Sincerely believe that you might not know the best possible path and recognize that your ability to deal well with “not knowing” is more important than whatever it is you do know. Most people make bad decisions because they are so certain that they’re right that they don’t allow themselves to see the better alternatives that exist. Radically open-minded people know that coming up with the right questions and asking other smart people what they think is as important as having all the answers. They understand that you can’t make a great decision without swimming for a while in a state of “not knowing.” That is because what exists within the area of “not knowing” is so much greater and more exciting than anything any one of us knows.
― Ray Dalio, Principles
Ego check: Is your priority to hide from what you don’t know or to grow from what you can discover?
Summary
- Asking for help is not a sign of weakness or incompetence. It is a strategic and self-aware move that shows you prioritize the right outcome over protecting your pride.
- Constructive criticism is not an attack on your identity but a valuable tool that helps you uncover blind spots, bridge the gap between perception and reality and grow over time.
- Taking ownership of your failures and working to fix them does not damage your reputation. In fact, it earns you far more respect than making excuses or blaming others ever would.
- When you separate your identity from your opinions, disagreements become opportunities to discover new perspectives, collaborate effectively and find better solutions together.
- Micromanaging and refusing to delegate signals a lack of trust.

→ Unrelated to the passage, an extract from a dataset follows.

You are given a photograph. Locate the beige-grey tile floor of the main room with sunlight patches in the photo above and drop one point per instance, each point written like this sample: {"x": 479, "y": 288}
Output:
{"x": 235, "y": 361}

Letting go not only empowers others to grow but also frees you to focus on what truly matters.
- Constantly hijacking conversations to stay in the spotlight destroys trust and connection. Making others feel genuinely heard and valued is what builds lasting relationships.
- Holding on to a failing path just to avoid looking wrong is costly. Recognizing when to change course and acting on it is a sign of agility, courage and good judgment.
- Dodging tough questions and difficult people stunts your growth. Embracing what you don’t know with curiosity and humility is what leads to better decisions and continuous learning.